Published: May 05, 2017
doi:

Summary

Een werkwijze voor het stabiliseren en scheiden van natieve eiwitcomplexen van ongewijzigd weefsellysaat onder toepassing van een amino-reactieve eiwit-crosslinker gekoppeld aan een nieuw tweedimensionaal polyacrylamide gelelektroforese (PAGE) systeem wordt gepresenteerd.

Abstract

Er zijn veel goed ontwikkelde methoden voor het zuiveren en bestuderen van enkele eiwitten en peptiden. Echter, de meeste cellulaire functies worden uitgevoerd door netwerken van interactie-eiwitcomplexen, die vaak moeilijk te onderzoeken zijn, omdat hun binding niet-covalent is en gemakkelijk verstoord wordt door zuiveringstechnieken. Dit werk beschrijft een werkwijze voor het stabiliseren en scheiden van natieve eiwitcomplexen van ongewijzigd weefsel door gebruik te maken van tweedimensionale polyacrylamide gelelektroforese. Weefsellysaat wordt geladen op een niet-denaturerende blue-native polyacrylamidegel, dan wordt een elektrische stroom aangebracht totdat het eiwit een korte afstand in de gel migreert. De gelstrook die het gemigreerde eiwit bevat, wordt dan uitgesneden en geïncubeerd met het amine-reactieve verknopingsreagensdithiobis (succinimidylpropionaat) dat eiwitcomplexen covalent stabiliseert. De gelstrook die verknoopte complexen bevat, wordt dan gegoten in een natriumdodecylsulfaatpolyacrylamidegel en tHij complexen zijn volledig gescheiden. De methode is gebaseerd op technieken en materialen bekend bij de meeste moleculaire biologen, wat betekent dat het is goedkoop en makkelijk te leren. Terwijl het is beperkt in haar vermogen om adequaat te scheiden extreem grote complexen, en is nog niet universeel succesvol geweest, de methode was in staat om een ​​breed scala van goed bestudeerde complexen vast te leggen, en is waarschijnlijk van toepassing op veel systemen van belang.

Introduction

Normale cellulaire functie is afhankelijk eiwit-eiwitinteracties 1, 2. Daardoor worden menselijke ziekten vaak gekenmerkt door verstoringen in de assemblage en het gedrag van verschillende eiwitcomplexen 3. Het vermogen om dergelijke interacties te karakteriseren is daarom cruciaal. Gangbaar detecteren van deze interactie vereist zuivering van doeleiwitten, vaak gevolgd door pull-down hun interactie partners. Klassieke zuiveringstechniek wordt bereikt door differentiële centrifugatie, precipitatie en / of chromatografie 4. Deze werkwijzen zijn tijdrovend, moeten zij gedurende elk doelwiteiwit, vaak leiden tot lage opbrengsten. Moderne zuiveringsmethoden omvatten de fusie van peptidelabels om eiwitten te richten, gevolgd door immuunprecipitatie of extractie op kolommen beladen met kralen gebonden aan een vangmolecuul 5,"> 6. Hoewel dit rekbaar veel eiwitten, vereist sequentie modificatie van het doel, wat mogelijk tot constructies die verschillen in affiniteit voor hun gebruikelijke bindingspartners. De gevoelige aard van bepaalde eiwit-eiwit interacties betekent deze werkwijze niet van toepassing is te veel scenario's. Daarnaast is de pull-down assays gebruikt om in kaart eiwit-eiwit interacties kunnen geen nauwkeurige cellulaire beeld vast te leggen, als gevolg van beperkte mate van vrijheid en non-native niveaus van het aas eiwit.

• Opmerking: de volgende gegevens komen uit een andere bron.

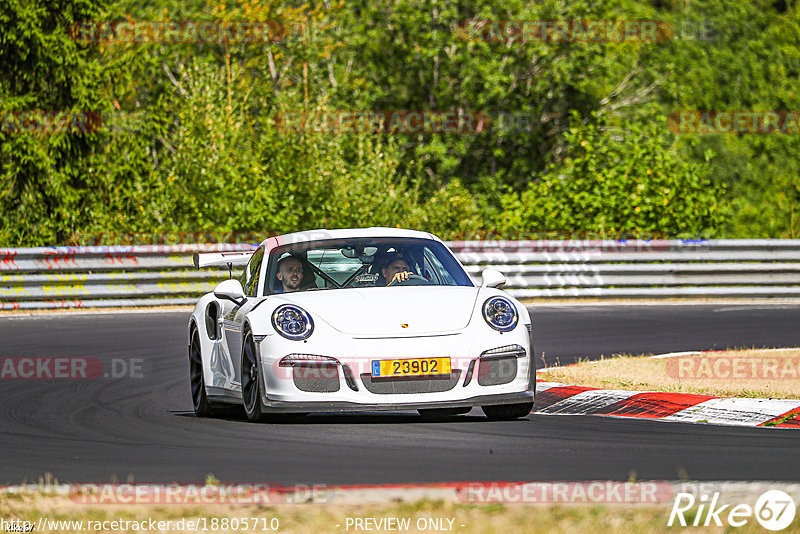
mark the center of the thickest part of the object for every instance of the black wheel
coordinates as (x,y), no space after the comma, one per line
(202,406)
(442,413)
(502,412)
(251,380)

Idealiter zou eiwitcomplexen worden gedetecteerd in hun eigen staten, zonder de noodzaak van zuivering of pull-down. Blauw natieve polyacrylamidegelelektroforese (BN-PAGE) werd ontwikkeld als een minder denaturerende alternatief natrium dodecylsulfaat polyacrylamide gelelektroforese (SDS-PAGE) en maakt de scheiding van sommige eiwitten en complexen uit biologische monsters 7. Echter, eiwitten in BN-pagina's te scheiden op basis van een LARge aantal variabelen, zoals grootte, lading, driedimensionale structuur, en samen met andere moleculen. De interactie van deze factoren leiden vaak tot co-scheiding van eiwitten, aggregaatvorming en slechte eiwitband resolutie. Tweedimensionale native-polyacrylamidegelelektroforese lost sommige, maar niet alle, van deze problemen 8.

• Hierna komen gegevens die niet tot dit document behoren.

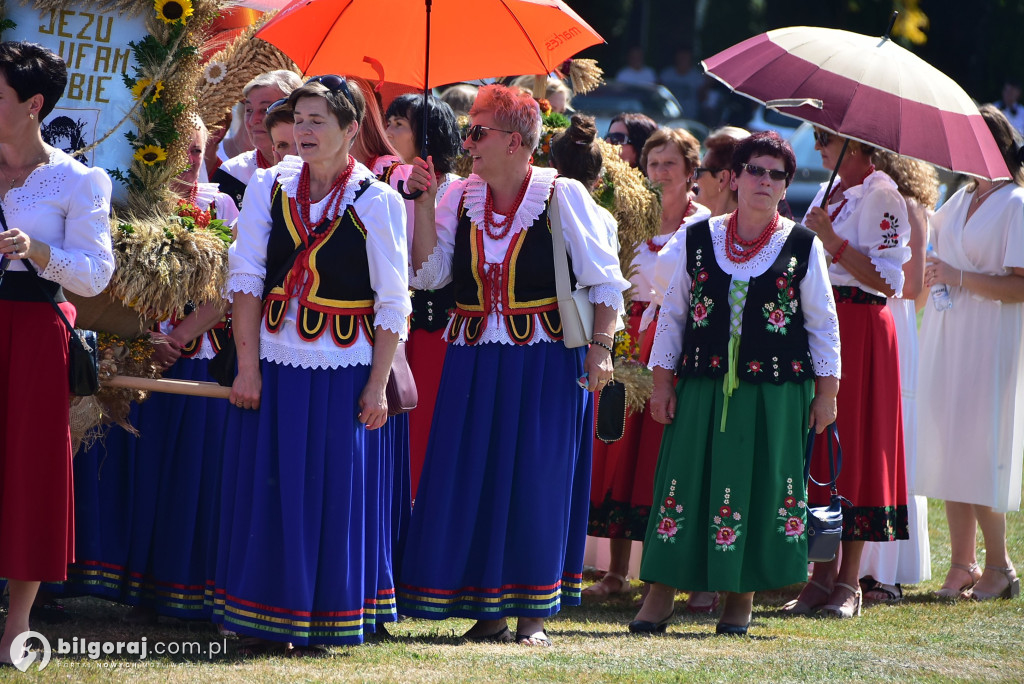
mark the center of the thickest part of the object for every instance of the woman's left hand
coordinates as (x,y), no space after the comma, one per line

Om de complicaties van natief scheiding omzeilen sommige auteurs amine-reactieve verknopingsmiddelen, zoals dithiobis (succinimidylpropionaat) (DSP), om eiwitcomplexen te vangen in weefsellysaten 4. Deze behandelde lysaten kunnen vervolgens worden gedenatureerd en gescheiden door SDS-PAGE, met behoud van de oorspronkelijke afmeting en samenstelling van eiwitcomplexen. Aangezien verknoping reagentia reageren op basis van de nabijheid van één molecuul naar een ander, en eiwitten in weefsellysaten veel vrijheidsgraden en kan communiceren stochastisch niet-specifieke achtergrond kruis-linking kan hoog zijn, vooral in geconcentreerde monsters. Dit kan leiden tot moeilijk te interpreteren resultaten.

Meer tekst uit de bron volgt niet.